World War II, the deadliest conflict in human history, began when Nazi Germany invaded Poland in 1939, triggering a six yearlong conflict involving most nations. Nazis murdered 6 million Jews during the Holocaust, which began in 1941, in addition to millions more.
Mary Brown said her mother served as a civil servant in Detroit, Michigan, during the war. She said memorials, like the one commemorating Americans who served during World War II, are important to remember “our history, our foundation.”
For Gary Brown, the history of the war is personal in another way.
“World War II was very significant, particularly in Europe because my ethnicity is — I’m 100% Jewish,” he said. “I was born seven years after the Holocaust.”
Memorializing the Forgotten War
New York resident Juan Parra stood next to statues of soldiers Wednesday on his first visit to the Korean War Veterans Memorial.
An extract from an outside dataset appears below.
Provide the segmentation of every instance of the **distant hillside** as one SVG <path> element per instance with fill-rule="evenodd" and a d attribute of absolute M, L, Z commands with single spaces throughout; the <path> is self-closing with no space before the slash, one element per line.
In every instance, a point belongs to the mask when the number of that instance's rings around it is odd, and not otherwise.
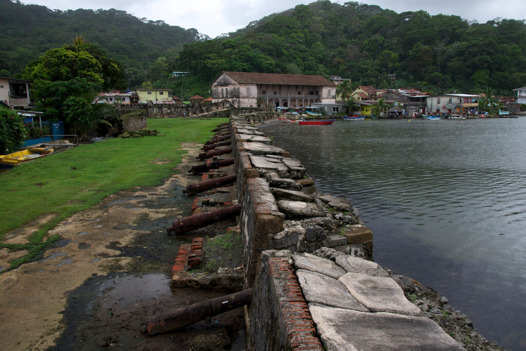
<path fill-rule="evenodd" d="M 158 57 L 200 39 L 195 29 L 139 19 L 125 11 L 53 11 L 0 0 L 0 71 L 18 73 L 46 50 L 72 44 L 76 35 L 123 63 L 132 86 L 148 79 L 147 70 Z"/>
<path fill-rule="evenodd" d="M 170 64 L 194 77 L 173 88 L 198 80 L 206 82 L 204 89 L 227 70 L 335 75 L 355 85 L 437 92 L 489 86 L 511 94 L 526 85 L 525 23 L 472 23 L 458 16 L 321 0 L 251 22 L 228 37 L 186 45 Z M 395 82 L 389 74 L 397 75 Z"/>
Parra, who described himself as a retiree of the delivery business, said while he finds war memorials interesting, he couldn’t help but think about what other kinds of historical sites may be missing.
“We’re supposed to have more monuments about peace,” he said.
The United States, in an effort to keep communism from spreading, supported South Korea in the war after North Korea invaded the bordering nation in 1950, according to Ohio History Central. The war, which never formally ended, left millions dead.
Parra also said the United States should have more memorials commemorating Black men who served.
His wife, Merrill Parra, said war memorials can help people learn more about the country’s history. Parra, who’s also retired, started a veteran’s program at Lehman College, City University of New York, where she served as director of Student Services.
“I bet you if you did a poll, people wouldn’t even know that we were in the Korean War,” she said.